Entraron de un salto en la habitación en penumbra y Andra cerró la puerta de un tirón tras ellos.
Se volvió hacia Talias, que se esforzaba por recuperar el aliento. Tenía los ojos tan abiertos por la exasperación que Andra resopló de risa.
Aunque Talias trató de no sonreír, finalmente se unió a su amiga. Y cuando Andra se apartó el pelo castaño que le había caído en la cara, Talias le tendió la mano.
Sintió la familiar caída en la boca del estómago al tocarlo. Miró sus cálidos ojos, que se habían convertido en su hogar.
Andra quiso contarle lo que la dragona le había dicho, pero Talias ya estaba mirando hacia otro lado. Contempló el alto techo de la pequeña habitación.
—Ers Fehnar
Los ojos de Andra recorrieron la intrincada talla de la pared... y entonces se quedó sin aliento.
Un remolino de fuego de todos los colores estaba atrapado en grandes orbes de cristal suspendidos cerca del techo.
Eran las primeras llamas de los dragones de antaño, cuyos cuerpos habían desaparecido hace tiempo, pero cuyos recuerdos se habían conservado para siempre.
Los orbes se balanceaban suavemente en la oscuridad. Andra quedó hipnotizada por un rojo profundo y fundido.
Ante sus ojos, el orbe vidrioso pareció crecer y luego desaparecer. Lo único que pudo ver fue la llama roja que había ardido durante siglos: siempre rugiendo, nunca apagándose.
Por su color supo que esta primera llama pertenecía al Guardián Oriens del Sol Naciente, el legendario dragón que ayudó a derrotar al malvado emperador de antaño y a restaurar un nuevo orden para Paerolia.
Él había sido la pareja de Eliana.
Andra se quedó asombrada al pensar en la pareja de Jinetes del Cielo... eran valientes no solo en la batalla, sino en su visión de cómo podría ser el mundo.
Oriens y Eliana sabían que los humanos, los elfos y los dragones podían vivir en paz.
—Andra —susurró Talias.
Sabía, en algún lugar de su mente, que debían irse.
Pero cuando la visión se materializó ante ella, se quedó clavada en el sitio.
Las llamas rojas comenzaron a retorcerse. Formaban figuras que se unían para crear una imagen completa.

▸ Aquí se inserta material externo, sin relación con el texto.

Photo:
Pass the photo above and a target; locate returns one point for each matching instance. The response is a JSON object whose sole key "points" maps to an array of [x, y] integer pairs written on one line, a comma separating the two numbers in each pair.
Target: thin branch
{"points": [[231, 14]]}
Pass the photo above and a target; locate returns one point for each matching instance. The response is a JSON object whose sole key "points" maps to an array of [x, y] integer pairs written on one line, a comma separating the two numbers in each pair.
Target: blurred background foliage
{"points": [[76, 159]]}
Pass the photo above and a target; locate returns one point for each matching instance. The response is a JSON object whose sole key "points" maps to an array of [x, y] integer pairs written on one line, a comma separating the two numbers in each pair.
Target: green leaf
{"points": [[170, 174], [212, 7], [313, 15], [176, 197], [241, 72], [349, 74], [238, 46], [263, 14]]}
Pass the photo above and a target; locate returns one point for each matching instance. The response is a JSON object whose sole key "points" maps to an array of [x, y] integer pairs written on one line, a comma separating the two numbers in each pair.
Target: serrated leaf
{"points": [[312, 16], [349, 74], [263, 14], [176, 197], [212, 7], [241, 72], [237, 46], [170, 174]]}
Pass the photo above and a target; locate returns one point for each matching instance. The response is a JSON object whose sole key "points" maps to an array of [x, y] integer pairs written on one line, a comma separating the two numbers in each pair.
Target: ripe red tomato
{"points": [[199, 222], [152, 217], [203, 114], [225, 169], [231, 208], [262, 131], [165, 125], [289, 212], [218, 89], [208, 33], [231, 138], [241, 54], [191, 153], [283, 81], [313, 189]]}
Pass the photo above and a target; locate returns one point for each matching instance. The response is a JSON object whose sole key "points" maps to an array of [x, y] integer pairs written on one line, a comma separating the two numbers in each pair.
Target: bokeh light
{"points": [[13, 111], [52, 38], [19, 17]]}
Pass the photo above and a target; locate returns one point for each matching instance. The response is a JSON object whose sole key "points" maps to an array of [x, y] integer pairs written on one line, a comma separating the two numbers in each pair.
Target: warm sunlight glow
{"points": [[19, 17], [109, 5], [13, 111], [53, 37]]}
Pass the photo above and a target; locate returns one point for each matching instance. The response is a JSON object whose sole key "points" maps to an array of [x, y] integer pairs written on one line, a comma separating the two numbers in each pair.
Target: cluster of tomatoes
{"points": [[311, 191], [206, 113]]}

Era un dragón que volaba con sus enormes alas fundidas. Y en su espalda había una chica cuyos cabellos ondeaban al viento.
Andra sabía que debía ser Eliana de las Dos Sangres.
Pero por un momento, la Jinete se pareció a ella...
Un anhelo indescriptible llenó a Andra. Ardía en su corazón y le envolvía la garganta.
Instintivamente, Andra levantó la mano hacia el candado de plata de su cuello, el mismo que hacía imposible su sueño.
Pero en el momento en que lo tocó, jadeó y se apartó. Su dedo se había quemado...
Toda la razón le decía a Andra que nunca conocería la magia. Nunca sentiría el calor de otro mundo de la llama de un dragón...
Y sin embargo, el candado que la ataba era abrasador.